Bob Marley and the Wailers: Grooving Kingston 12 (JAD Masters 1970-1972)

Bob Marley and the Wailers
Grooving Kingston 12 (JAD Masters 1970-1972)
JAD Masters 1970-1972
2004-03-02

I say one good thing, one good thing
When it hits you feel no pain
One good thing about music
When it hits you feel no pain
So hit me with music
— Bob Marley and the Wailers, “Trenchtown Rock”

The beats are thick, steady and sinuous, drums, bass guitar pounding sly dance rhythms into the oxygen, a slinky Caribbean soul, a new sound growing from the surprisingly fertile soil of a Jamaican slum.

The beats seem to grow fatter, heavier as the song drives on, the vocal rising with a mix of sweetness and outrage, the images of desperation intertwined with the sheer joy of the rhythm, the singer, Bob Marley, giving into the beat, living in it, extolling its virtues. It is his beatitude.

“Hit me with music, hit me with music,” he sings in “Trenchtown Rock”.

Bob Marley and the Wailers helped to reinvent Jamaican music, broadening its musical base and ultimately expanding its reach.

The trio that initially was known as the Wailing Wailers — Marley, Peter Tosh, and Bunny Livingston, later to be known as Bunny Wailer — started recording in the mid- to late-1960s, exploring the ska and Jamaican rock steady genres, creating reggae and — along with musicians like Jimmy Cliff and Toots and the Maytals — ultimately moving the music in directions it had not gone before.

Much of what the world knows of Marley and the Wailers’ music comes from Marley’s 10 years with Island Records and the classic box set Songs of Freedom, which explores the full breadth of his career, including the earliest Jamaican sides but gives only limited play to the two or three years in which the band helped alter the face of Jamaican music.

The Hip-O Records release on March 2 of the three-disc box set Grooving Kingston 12 offers the first comprehensive look at a time in the band’s career when they were stars in Jamaica but had yet to break through internationally, before Marley and the band joined Island Records and before Tosh and Livingston left to start solo careers.

The band had had some success in the 1960s with rock steady, a bridge between ska and reggae, but did not catch fire until they started developing more of their own sound, which in its initial stages borrowed heavily from the sounds of black America. The music on Grooving Kingston 12 reflects this transformation in Jamaican music, shows the development of reggae and of Marley and the Wailers’ sound as the 1960s turned into the 1970s.

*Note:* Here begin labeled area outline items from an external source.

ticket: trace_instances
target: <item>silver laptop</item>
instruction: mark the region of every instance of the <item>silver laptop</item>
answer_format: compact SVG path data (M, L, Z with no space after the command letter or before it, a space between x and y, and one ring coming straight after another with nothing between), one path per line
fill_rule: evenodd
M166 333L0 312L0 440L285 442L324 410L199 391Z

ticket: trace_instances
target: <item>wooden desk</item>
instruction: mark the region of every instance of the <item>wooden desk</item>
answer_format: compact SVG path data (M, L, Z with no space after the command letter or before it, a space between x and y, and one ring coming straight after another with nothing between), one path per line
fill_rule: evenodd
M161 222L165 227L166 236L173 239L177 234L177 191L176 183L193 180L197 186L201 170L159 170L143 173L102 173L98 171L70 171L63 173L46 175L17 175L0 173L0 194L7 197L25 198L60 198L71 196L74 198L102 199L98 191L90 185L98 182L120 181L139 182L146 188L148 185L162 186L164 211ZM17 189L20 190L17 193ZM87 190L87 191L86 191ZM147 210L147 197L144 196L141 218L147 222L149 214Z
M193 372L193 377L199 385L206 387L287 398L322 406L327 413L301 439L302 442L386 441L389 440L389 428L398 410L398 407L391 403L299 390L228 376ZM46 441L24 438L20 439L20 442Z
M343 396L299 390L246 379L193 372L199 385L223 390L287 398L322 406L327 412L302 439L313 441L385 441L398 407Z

The 69 songs contained on the box set show a less polished Marley, the music thicker, denser than what would surface on albums like Kaya or Burnin’, drenched more heavily with bass and tied more closely to the American soul and R&B that were the building blocks of Jamaican music. Buried in the Jamaican rhythms of songs like “Who Is Mr. Brown?” and “Fussing and Fighting” are bits of James Brown, Curtis Mayfield, and Motown. In fact, “Keep on Moving”, from the second disc, is a lovely cover of Mayfield, while “Black Progress”, also on the second disc, borrows heavily from Brown’s “Say It Loud, I’m Black and I’m Proud” and Sam and Dave’s “Soul Man.”

This is not to imply that the music being recorded by Marley and the Wailers was derivative. That would be to listen to these groundbreaking recordings with a tin ear. The songs recorded between 1970 and 1972 show a band in full command of its music. The vocal interplay of Marley, Tosh, and Livingston pushed the songs Marley was writing to their limits, the trio layering their vocals, the rhythmic exploration and the pointed lyrics giving the music on these discs a distinctiveness that allows the songs to move well beyond their influences.

Marley adopted a harshly realistic tone for many of his lyrics, then followed with playful love songs and flights of spiritual affirmation. On “Concrete Jungle”, Marley writes of the brutal reality of the Trenchtown slums, a world of “illusion, confusion”: “No chains around my feet, but I’m not free / I know I am bound here in captivity / And I’ve never known happiness, and I’ve never known sweet caress / Still, I be always laughing like a clown / Won’t someone help me? / Cause, sweet life, I’ve got to pick myself from off the ground, / In this here concrete jungle”.

It is a mean place, these slums, he sings in “Craven Choke Puppy”, a meanness born of greed: “So you want all for yourself alone / And you don’t think about the other man / Let me tell you my friend if you gonna live this life / It’s not good for you to build strife.” It is the “craven dog will lose his bone,” he sings, “Grafting after something else.”

Then, on love songs like “Guava Jelly”, he shows a tender side (“I’ll say you should stop, stop crying / Wipe your weeping eyes / Baby, how I’m gonna love / Love you from the bottom of my heart”) that would be fully explored in later songs like “Is This Love” and “Could You Be Loved?”

Among the 69 cuts are 23 “versions”, or DJ takes on which the vocal tracks have been stripped and the bass has been pushed to the forefront. These cuts prefigure not only Jamaican dub music, but the 12-inch disco remixes of the late-’70s and early-’80s on which the beat is augmented and brought forward, and even the use of cut-and-paste editing and sampling by hip-hoppers.

The only negative about this set is the liner notes, which are interesting but could be fleshed out with more biographical detail. But this is quibbling, given the more than three hours of great music contained here. “So,” as Marley sings, “hit me with music.” This box set does just that.